Why “Cap Rate Must Be 150+ Basis Points Above Debt”
Written by Jai Thompson
I manage a private equity platform deploying 13–18 million per quarter across multiple real estate asset classes. Our model is asset-based, escrow-directed, and execution-driven, allowing us to close in 23 days or less with certainty and clean title flow.
Capital is structured. Operators are paid. Reserves are built in.
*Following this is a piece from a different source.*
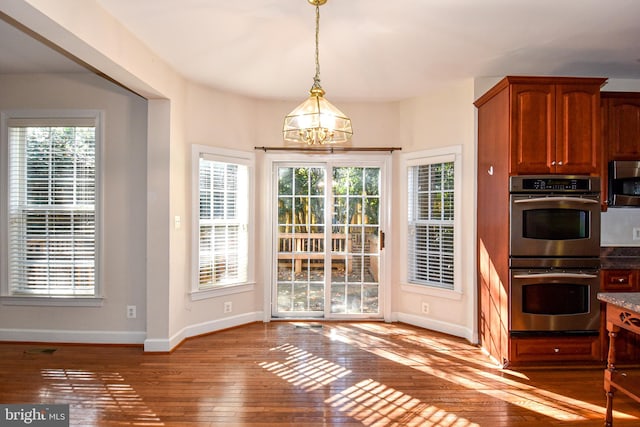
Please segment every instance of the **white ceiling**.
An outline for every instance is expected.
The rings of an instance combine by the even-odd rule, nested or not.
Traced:
[[[193,81],[274,99],[302,99],[313,83],[307,0],[96,1]],[[638,0],[328,0],[320,15],[332,101],[404,99],[480,76],[640,79]],[[0,73],[69,67],[6,31]]]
All disbursements are escrow-controlled.
One of my non-negotiables:
Cap rate must be 150+ basis points above debt.
Let’s break this down simple.
First — What Is a Basis Point?
1 basis point = 0.01%
100 basis points = 1%
150 basis points = 1.5%
Example:
6% vs 4.5%
That difference = 1.5%
That equals 150 basis points.
What This Actually Means
Cap rate = what the property earns
Debt rate = what the loan costs
If the property earns more than the debt costs, you create positive leverage.
If the debt costs more than the property earns, you create negative leverage.
We only buy positive leverage.
3rd Grade Example
Property NOI = $600,000
Cap rate = 6%
Value:
$600,000 ÷ .06 = $10,000,000
Debt rate available = 4.5%
Difference:
6% − 4.5% = 1.5%
That is 150 basis points.
This is good.
Why Is This Good?
Because the property earns 6%
But your money costs 4.5%
You are borrowing cheaper than the asset yields.
That spread creates safety and profit.
Now Let’s Show It in Real Math
Assume:
Loan = $6,000,000
Debt rate = 4.5%
Annual debt cost:
$6,000,000 × .045 = $270,000
NOI = $600,000
After debt:
$600,000 − $270,000 = $330,000 cash flow
Strong margin.
Now Let’s Do It Wrong
Same property.
But debt rate is 7%.
Debt cost:
$6,000,000 × .07 = $420,000
NOI still $600,000
After debt:
$600,000 − $420,000 = $180,000
Much thinner.
If NOI drops 10%:
$600,000 × .90 = $540,000
Debt still $420,000
Now:
$540,000 − $420,000 = $120,000
Very tight.
Risk increases fast.
Why 150 Basis Points?
Because it creates cushion.
If:
Cap = 6%
Debt = 4.5%
Spread = 1.5%
That spread protects:
• Cash flow
• DSCR
• Refinance potential
• Downside stress
Less than 100 basis points spread = dangerous.
More than 150 basis points = comfortable.
Hotel Use Case
Hotel NOI = $1,000,000
Cap = 8%
Value:
$1,000,000 ÷ .08 = $12,500,000
Debt at 6.5%
Spread:
8% − 6.5% = 1.5%
Good.
Loan 70%:
$12,500,000 × .70 = $8,750,000
Debt cost:
$8,750,000 × .065 = $568,750
Cash flow:
$1,000,000 − $568,750 = $431,250
Now stress NOI down 10%:
$900,000
Cash flow:
$900,000 − $568,750 = $331,250
Still safe.
That 150 basis point spread saved the deal.
Why This Matters for Your Model
You are using structured leverage.
Your 24% lender position is protected.
But when you refinance or stabilize:
You must make sure the long-term debt cost is lower than the property yield.
Otherwise:
You buy yourself into a math problem.
The Simple Rule
Cap Rate – Debt Rate ≥ 1.5%
If not, I walk.
Because:
Positive leverage grows equity.
Negative leverage kills deals.
Final Simple Formula
If Cap = 6%
Debt must be 4.5% or lower.
If Cap = 7%
Debt must be 5.5% or lower.
If Cap = 8%
Debt must be 6.5% or lower.
That is discipline.
That is protection.
That is why 150 basis points must be above.
Structure over sacrifice. Stewardship over struggle. Every deal builds legacy.